# Run shell instead of XDM



## ieatbirds (Apr 15, 2009)

Hi, I'm wondering if there's a way to run shell instead of XDM, or run vi in XDM. I modified /etc/ttys to run XDM instead of KDM, and now I can't run vi or anything to change the file =X


----------



## Beastie (Apr 15, 2009)

Have you configured a ~/.xsession?
If you login successfully with XDM, it'll take you to the default window manager. From there you can open a shell and modify /etc/ttys (commenting out the xdm line) using any editor you want.

If this doesn't work, can you try to kill X (ctrl + alt + backspace)?


----------



## lyuts (Apr 15, 2009)

When i need the terminal I press Crtl+Alt+F1 and hold a little bit. This puts me to the first terminal Without killing X. Then I swtich to another (Alt+F2), login and do what i need.


----------



## Djn (Apr 15, 2009)

You can press Ctrl+Alt+F[12345678] to switch to the different terminals from X directly, btw.


----------



## Gkarfield (Apr 23, 2009)

at /etc/rc.conf is a a line maybe that says xdm enable
[i have gnome and has gdm enable]
if you comment it, then you will boot in console. If that is what you need.
no windows , just the console


----------



## Gkarfield (Apr 23, 2009)

i tried ctrl + alt + f1, it worked , but how i get back.
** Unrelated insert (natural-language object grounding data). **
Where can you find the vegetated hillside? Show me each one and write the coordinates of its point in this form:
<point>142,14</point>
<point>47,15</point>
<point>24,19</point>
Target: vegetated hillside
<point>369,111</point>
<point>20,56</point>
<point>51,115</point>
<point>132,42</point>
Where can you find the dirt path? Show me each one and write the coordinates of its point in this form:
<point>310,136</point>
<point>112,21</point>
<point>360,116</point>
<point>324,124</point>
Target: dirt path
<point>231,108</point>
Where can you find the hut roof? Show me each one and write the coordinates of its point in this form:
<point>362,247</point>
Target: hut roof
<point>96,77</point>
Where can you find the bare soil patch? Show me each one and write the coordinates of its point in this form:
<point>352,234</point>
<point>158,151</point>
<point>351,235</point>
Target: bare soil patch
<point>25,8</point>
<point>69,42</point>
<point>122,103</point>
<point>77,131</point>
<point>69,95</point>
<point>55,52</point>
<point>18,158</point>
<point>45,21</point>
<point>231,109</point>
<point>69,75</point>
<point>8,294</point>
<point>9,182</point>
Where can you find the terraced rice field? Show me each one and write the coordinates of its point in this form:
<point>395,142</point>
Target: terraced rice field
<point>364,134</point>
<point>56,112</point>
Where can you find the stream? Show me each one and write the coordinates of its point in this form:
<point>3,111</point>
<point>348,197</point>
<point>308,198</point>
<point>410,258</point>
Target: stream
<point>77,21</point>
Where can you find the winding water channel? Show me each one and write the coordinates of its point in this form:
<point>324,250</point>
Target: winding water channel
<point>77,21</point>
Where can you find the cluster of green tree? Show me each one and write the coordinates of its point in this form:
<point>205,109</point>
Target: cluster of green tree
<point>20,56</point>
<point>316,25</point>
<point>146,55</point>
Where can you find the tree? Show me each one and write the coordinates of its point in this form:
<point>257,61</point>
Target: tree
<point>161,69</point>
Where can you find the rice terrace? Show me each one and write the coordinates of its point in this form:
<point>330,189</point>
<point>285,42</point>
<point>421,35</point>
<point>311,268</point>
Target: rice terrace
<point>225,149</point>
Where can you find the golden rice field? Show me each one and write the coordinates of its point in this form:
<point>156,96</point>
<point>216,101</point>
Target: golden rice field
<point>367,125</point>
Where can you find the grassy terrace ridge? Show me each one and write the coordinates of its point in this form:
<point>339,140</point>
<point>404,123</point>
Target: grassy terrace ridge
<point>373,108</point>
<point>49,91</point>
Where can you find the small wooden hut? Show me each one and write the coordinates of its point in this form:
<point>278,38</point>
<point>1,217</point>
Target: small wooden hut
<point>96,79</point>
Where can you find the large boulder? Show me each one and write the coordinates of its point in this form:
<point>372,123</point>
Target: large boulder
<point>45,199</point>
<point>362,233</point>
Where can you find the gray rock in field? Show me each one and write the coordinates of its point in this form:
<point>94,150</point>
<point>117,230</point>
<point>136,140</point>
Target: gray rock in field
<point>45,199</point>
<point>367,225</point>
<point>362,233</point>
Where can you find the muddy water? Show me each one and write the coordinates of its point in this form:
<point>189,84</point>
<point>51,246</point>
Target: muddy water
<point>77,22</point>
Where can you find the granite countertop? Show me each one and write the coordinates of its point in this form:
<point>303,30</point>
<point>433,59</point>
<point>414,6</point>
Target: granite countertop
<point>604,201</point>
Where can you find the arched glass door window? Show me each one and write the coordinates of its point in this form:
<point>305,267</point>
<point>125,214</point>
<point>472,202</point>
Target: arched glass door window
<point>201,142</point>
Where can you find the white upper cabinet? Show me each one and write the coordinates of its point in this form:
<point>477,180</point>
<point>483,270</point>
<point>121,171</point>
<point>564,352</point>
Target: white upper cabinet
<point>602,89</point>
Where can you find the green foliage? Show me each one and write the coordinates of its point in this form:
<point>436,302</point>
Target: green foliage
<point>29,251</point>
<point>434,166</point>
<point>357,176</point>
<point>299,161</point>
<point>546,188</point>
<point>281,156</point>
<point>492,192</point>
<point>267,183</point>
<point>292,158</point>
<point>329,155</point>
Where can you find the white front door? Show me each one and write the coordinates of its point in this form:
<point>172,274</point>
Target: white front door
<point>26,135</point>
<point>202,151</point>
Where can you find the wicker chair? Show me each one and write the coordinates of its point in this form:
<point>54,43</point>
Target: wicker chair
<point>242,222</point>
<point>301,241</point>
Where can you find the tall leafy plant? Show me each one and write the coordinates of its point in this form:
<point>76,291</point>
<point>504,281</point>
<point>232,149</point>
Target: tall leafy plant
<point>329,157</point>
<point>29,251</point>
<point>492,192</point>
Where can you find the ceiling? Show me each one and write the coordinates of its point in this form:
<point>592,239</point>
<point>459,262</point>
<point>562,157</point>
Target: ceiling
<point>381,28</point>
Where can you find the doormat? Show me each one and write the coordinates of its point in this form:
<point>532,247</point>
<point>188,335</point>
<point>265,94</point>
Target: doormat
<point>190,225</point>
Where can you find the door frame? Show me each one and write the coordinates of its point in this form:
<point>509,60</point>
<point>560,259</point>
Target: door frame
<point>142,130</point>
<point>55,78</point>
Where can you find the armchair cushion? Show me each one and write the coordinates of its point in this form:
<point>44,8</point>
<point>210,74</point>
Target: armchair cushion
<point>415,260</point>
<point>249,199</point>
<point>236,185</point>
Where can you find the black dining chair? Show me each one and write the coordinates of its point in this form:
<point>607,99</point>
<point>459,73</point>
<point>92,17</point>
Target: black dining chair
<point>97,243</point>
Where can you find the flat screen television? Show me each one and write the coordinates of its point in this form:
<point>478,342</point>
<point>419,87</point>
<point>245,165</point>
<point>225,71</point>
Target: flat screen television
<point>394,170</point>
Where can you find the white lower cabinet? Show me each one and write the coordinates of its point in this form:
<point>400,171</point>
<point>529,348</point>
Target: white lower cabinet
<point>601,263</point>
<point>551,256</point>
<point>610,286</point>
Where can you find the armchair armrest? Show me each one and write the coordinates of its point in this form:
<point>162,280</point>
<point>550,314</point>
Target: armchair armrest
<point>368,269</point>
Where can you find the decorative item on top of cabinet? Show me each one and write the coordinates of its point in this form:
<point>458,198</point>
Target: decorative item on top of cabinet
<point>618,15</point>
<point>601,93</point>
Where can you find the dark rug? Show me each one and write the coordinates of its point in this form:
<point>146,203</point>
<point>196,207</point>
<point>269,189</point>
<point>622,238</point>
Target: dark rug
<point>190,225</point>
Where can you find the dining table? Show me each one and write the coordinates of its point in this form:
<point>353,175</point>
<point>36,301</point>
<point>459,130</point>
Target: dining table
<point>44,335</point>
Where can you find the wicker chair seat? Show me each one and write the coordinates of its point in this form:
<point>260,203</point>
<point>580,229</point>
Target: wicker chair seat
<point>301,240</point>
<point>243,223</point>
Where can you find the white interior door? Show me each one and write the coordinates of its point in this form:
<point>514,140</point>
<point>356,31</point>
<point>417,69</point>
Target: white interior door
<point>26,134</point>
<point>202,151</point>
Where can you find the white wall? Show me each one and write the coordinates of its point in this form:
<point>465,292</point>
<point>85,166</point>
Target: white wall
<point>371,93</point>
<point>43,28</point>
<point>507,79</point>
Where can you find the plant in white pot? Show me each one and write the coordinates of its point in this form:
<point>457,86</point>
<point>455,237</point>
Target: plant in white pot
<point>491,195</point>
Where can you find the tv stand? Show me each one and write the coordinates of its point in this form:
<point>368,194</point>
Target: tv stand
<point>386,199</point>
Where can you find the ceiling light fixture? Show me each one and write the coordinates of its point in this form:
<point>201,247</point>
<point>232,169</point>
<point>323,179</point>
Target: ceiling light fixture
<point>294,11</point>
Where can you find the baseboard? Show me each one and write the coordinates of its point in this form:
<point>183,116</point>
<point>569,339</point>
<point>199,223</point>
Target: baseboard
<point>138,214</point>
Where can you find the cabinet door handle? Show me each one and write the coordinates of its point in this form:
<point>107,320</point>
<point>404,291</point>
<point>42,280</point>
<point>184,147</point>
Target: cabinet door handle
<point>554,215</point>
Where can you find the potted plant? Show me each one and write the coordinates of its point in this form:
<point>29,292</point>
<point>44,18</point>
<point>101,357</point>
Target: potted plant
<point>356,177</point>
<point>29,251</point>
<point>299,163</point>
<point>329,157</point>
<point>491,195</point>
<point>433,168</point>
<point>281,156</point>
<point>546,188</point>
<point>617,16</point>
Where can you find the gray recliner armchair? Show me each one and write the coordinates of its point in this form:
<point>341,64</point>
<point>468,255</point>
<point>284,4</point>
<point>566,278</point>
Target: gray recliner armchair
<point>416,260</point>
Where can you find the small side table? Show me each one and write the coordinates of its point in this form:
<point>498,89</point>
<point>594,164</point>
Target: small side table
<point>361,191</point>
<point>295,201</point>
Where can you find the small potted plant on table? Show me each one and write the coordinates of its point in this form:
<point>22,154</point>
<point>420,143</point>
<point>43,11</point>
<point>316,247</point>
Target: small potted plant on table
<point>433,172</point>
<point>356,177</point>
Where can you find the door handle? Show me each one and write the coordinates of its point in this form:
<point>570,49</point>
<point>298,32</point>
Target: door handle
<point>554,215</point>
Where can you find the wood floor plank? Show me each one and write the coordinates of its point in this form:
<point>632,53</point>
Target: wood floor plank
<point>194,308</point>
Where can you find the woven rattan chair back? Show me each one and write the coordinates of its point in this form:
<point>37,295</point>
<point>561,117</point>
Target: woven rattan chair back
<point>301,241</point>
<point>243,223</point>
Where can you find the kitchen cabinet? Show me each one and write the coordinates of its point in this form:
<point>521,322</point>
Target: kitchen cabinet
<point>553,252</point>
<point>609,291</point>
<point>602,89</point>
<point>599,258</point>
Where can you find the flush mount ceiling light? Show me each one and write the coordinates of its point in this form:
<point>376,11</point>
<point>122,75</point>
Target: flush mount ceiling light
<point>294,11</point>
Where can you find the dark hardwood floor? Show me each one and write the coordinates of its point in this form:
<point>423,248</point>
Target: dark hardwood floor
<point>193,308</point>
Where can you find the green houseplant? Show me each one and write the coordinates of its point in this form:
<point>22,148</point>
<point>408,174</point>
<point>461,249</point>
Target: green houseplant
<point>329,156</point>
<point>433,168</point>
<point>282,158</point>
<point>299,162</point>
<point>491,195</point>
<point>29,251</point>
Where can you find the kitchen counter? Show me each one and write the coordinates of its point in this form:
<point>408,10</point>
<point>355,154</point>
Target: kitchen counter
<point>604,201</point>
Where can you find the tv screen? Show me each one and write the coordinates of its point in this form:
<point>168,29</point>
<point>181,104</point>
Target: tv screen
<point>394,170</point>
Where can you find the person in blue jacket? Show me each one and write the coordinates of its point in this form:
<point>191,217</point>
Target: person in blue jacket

a better way  is as root kill  the gdm  or xdm .

you have only the terminal and you can move  through  terminals [like lyuts mentioned]


----------



## lyuts (Apr 23, 2009)

Alt + f9 will bring you back.


----------



## phoenix (Apr 23, 2009)

Note:  XDM is managed via */etc/ttys* and not */etc/rc.conf*.  You enable/disable XDM (and KDM) by changing the *on* to *off* (and vice versa) for the line with xdm on it (tty7 I believe).


----------